Man Booker prize-winning novelist Han Kang has been named as the fifth writer to contribute to the Future Library project – a 100 year artwork that will see her work unpublished until 2114.
Han Kang joins Margaret Atwood, David Mitchell, Sjón, and Elif Shafak as the latest writer to contribute to the public artwork, which was first conceived by Scottish artist Katie Paterson.
In an interview with Nothing in the Rulebook, Paterson said there was a familial bond between the authors involved in the project:
“I think there is a thread that connects all the authors together. There is this almost familial bond that we create with them. Like a family tree, and each author follows in the footsteps of the one before and through the annual ceremony we do create a chain of people who are connected through time and through the trees.”
Speaking about Han Kang joining the project, Paterson said:
“Han Kang expands our view of the world. Her stories are disquieting and subversive, exploring violence, cruelty, fleeting life, and the acceptance of human fragility. As 2018’s author, Han Kang makes us confront uncomfortable issues: injustice, pain, mourning and remembering; a shared loss of trust in humankind, alongside the belief in human dignity. She leads us into the very heart of human experience, with writing that is deeply tender, and transformative. I believe her sentiments will be carried through trees, received decades from now, still timeless.”
An entire forest planted to make books
As part of the project, one thousand trees have been planted in Nordmarka, a forest just outside Oslo, which will supply paper for a special anthology of books to be printed in one hundred years’ time. Between now and then, one writer every year will contribute a text, with the writings held in trust, unpublished, until 2114.

Anne Beate Hovind, the curator of the Future Library project, spoke to Nothing in the Rulebook about the ethos behind the artwork:
“Projects like this are so important for our time. Just a couple of generations back, people were thinking this way all the time. You know, you build something or plant a forest, you don’t do it for your sake – you do it for future generations.

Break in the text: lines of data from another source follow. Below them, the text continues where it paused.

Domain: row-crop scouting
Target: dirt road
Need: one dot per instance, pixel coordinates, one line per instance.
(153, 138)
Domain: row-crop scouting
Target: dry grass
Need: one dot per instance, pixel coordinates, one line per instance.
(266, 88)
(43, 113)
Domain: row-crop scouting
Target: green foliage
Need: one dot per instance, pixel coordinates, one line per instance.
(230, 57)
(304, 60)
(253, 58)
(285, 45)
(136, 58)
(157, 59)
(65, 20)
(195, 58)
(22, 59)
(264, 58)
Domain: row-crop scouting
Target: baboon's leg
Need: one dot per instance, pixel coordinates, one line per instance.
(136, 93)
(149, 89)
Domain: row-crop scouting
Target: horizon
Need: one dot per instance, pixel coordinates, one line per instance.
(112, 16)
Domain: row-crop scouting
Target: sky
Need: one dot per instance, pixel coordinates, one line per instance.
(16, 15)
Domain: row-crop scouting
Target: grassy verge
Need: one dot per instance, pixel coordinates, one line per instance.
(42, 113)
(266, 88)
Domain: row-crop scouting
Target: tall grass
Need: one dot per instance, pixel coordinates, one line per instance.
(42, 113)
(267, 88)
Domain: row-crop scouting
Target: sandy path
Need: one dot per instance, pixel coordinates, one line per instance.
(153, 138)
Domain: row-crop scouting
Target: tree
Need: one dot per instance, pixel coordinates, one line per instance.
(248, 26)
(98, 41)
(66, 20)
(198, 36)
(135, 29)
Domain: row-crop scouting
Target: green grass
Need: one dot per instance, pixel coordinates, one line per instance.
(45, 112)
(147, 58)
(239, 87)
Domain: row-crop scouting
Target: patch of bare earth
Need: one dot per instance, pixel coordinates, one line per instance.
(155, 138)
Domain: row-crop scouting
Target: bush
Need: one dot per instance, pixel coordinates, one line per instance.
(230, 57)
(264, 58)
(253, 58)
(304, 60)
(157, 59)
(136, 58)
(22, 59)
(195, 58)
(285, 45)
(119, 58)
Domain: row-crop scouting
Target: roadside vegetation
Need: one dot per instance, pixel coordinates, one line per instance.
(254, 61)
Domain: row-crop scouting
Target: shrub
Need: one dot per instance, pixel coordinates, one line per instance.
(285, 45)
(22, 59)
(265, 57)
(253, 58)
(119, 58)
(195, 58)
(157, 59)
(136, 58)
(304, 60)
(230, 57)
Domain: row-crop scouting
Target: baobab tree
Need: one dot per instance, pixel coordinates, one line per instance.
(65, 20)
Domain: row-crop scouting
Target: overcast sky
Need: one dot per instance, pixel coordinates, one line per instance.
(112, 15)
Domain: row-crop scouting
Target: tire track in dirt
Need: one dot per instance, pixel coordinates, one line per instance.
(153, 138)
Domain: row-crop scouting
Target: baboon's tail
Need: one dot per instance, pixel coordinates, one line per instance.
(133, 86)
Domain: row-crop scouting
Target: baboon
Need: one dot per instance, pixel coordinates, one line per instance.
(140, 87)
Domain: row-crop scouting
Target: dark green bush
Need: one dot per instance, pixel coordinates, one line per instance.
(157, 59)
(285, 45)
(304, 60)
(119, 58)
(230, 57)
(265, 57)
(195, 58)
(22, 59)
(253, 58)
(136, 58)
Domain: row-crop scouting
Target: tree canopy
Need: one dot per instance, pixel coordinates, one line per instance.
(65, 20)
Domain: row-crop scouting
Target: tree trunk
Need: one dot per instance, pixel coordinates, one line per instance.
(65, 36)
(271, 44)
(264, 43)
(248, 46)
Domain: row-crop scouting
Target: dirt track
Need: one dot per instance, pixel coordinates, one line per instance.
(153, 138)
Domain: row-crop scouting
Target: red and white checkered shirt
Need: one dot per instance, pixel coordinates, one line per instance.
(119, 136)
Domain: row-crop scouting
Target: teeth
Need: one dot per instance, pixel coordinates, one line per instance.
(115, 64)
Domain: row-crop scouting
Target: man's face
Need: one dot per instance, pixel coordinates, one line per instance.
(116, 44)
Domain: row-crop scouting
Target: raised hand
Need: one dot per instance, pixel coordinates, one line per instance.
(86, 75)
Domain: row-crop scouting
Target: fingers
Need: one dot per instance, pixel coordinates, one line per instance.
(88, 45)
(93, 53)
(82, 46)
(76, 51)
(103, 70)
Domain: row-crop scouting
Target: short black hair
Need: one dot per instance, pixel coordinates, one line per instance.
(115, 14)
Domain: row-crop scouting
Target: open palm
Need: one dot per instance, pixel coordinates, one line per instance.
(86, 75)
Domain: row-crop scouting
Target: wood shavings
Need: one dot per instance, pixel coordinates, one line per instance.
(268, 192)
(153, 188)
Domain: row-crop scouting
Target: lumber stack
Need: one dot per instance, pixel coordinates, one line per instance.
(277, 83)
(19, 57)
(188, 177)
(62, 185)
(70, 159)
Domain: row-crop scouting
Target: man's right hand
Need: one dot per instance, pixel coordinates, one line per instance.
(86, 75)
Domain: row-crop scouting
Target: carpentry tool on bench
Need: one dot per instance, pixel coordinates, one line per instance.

We kind of have this fast food thinking and now we have to prepare something for the next generation. I think more people realise the world is a little lost and we need to get back on track.”
“Pray for the fates of both humans and books”
Speaking about joining the project, Han Kang said:
“My first impression of the concept of Future library, was that it was a project about time. It deals with the time scope of one hundred years. In Korea, when a couple gets married, people bless them to live together ‘for one hundred years’. It sounds like almost an eternity.
I can’t survive one hundred years from now, of course. No-one who I love can survive, either. This relentless fact has made me reflect on the essential part of my life. Why do I write? Who am I talking to, when I write? Then I imagined a world, where no-one I love exists any longer. And in that world, the trees in Norway still exist, who I once met when I was alive. The clear gap of the lifespan between humans and trees struck me. This meditation is so strong that it has the power to directly open our eyes to the impermanence of our mortal lives and all the more precious fragility of our lives.
Ultimately, Future Library deals with the fate of paper books. I would like to pray for the fates of both humans and books. May they survive and embrace each other, in and after one hundred years, even though they couldn’t reach eternity…”
Safe storage
All one hundred manuscripts will be held in a specially designed room in the new Oslo Public Library opening in 2020. Intended to be a space of contemplation, this room – designed by the Katie Paterson alongside a team of architects – will be lined with wood from the Nordmarka forest. The authors’ names and titles of their works will be on display, but none of the manuscripts will be available for reading until their publication in one century’s time. No adult living now will ever know what is inside the boxes, other than that they are texts of some kind that will withstand the ravages of time and be available in the year 2114.
Han Kang will hand over her manuscript in the Norwegian forest on Saturday 25 May 2019, everyone is welcome.
I think this is such a wonderful idea. It makes me feel hopeful for the future of literature.